该研究重点关注 IQVIA 美国专有数据资产(索赔和处方数据库)中包含的受试者。患者信息从 2010 年 1 月至 2018 年 7 月提取,队列年龄在 50 至 85 岁之间。
共确定了 88298289 名年龄在 50 至 85 岁之间的受试者。对于阳性队列,确定了 667288 名受试者,他们有 24 个月的病史,至少有一次 AD 或 AD 治疗记录。对于阴性队列,选择了 3670254 名患者,他们有类似的病史,并根据患病率与阳性队列受试者相匹配。评分队列是根据最近 2-5 年的医疗数据可用性选择的,包括 50 至 85 岁之间的 72670283 名受试者。干预措施(如果有):无。
从每个受试者的数据集生成并提取了一组具有临床意义且可解释的预测因子,包括药理学治疗(NDC/产品)、办公室/专家就诊(专科)、测试和程序(HCPCS 和 CPT)以及诊断(ICD)。阳性队列定义为有 AD 诊断/AD 治疗的患者,有 3 年的偏移量作为前驱 AD 诊断的估计值。使用监督机器学习技术来开发预测前驱 AD 病例发生的算法。样本数据集随机分为训练数据集和测试数据集。在 PySpark 框架中训练和执行分类模型。使用 PySpark 的 mllib 模块执行 LogisticRegression、DecisionTreeClassifier、RandomForestClassifier 和 GBTClassifier 的训练和评估。使用精度-召回曲线下的面积(AUCPR)来比较各种模型的结果。
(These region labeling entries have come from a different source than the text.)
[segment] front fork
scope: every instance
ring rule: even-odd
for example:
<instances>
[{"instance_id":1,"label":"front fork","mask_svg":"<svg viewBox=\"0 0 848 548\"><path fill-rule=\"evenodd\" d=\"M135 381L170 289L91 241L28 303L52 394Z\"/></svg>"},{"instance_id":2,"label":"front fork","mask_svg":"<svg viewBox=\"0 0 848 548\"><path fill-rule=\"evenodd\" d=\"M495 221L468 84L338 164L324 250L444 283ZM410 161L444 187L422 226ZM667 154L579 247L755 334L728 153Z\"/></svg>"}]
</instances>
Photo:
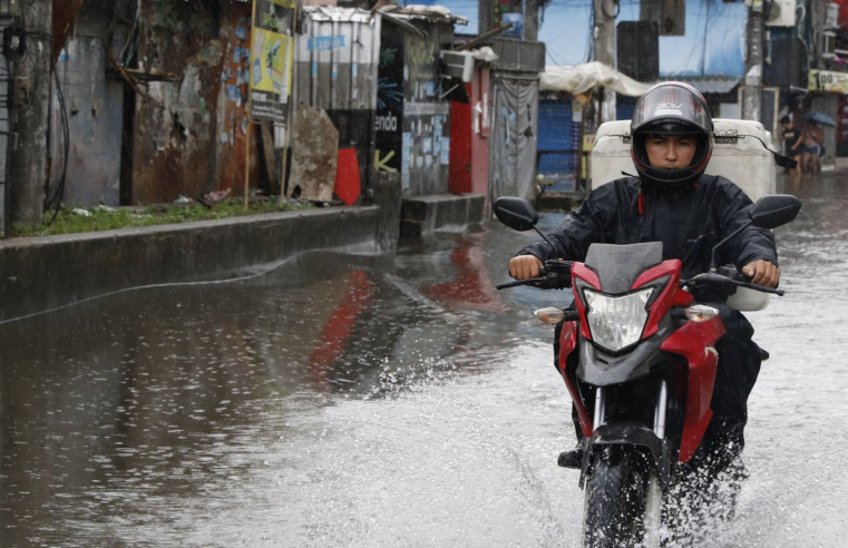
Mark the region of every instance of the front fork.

LogisticRegression、DecisionTreeClassifier、RandomForestClassifier 和 GBTClassifier 的 AUCPRs 分别为 0.426、0.157、0.436 和 0.440,这意味着 GBTClassifier(梯度提升树)优于其他三个分类器。GBT 模型在 80%的精度下识别出 222721 名前驱 AD 阶段的受试者。识别出的前驱 AD 患者中有 76%在初级保健环境中。
将开发的预测模型应用于 72670283 名美国居民,识别出 222721 名前驱 AD 患者,其中大多数人在初级保健环境中。这可以通过在初级保健医生层面实现更准确和更早的前驱 AD 诊断,从而推动 AD 研究的重大进展,这将有助于及时转介至专家机构进行深入评估,并有可能参加临床试验。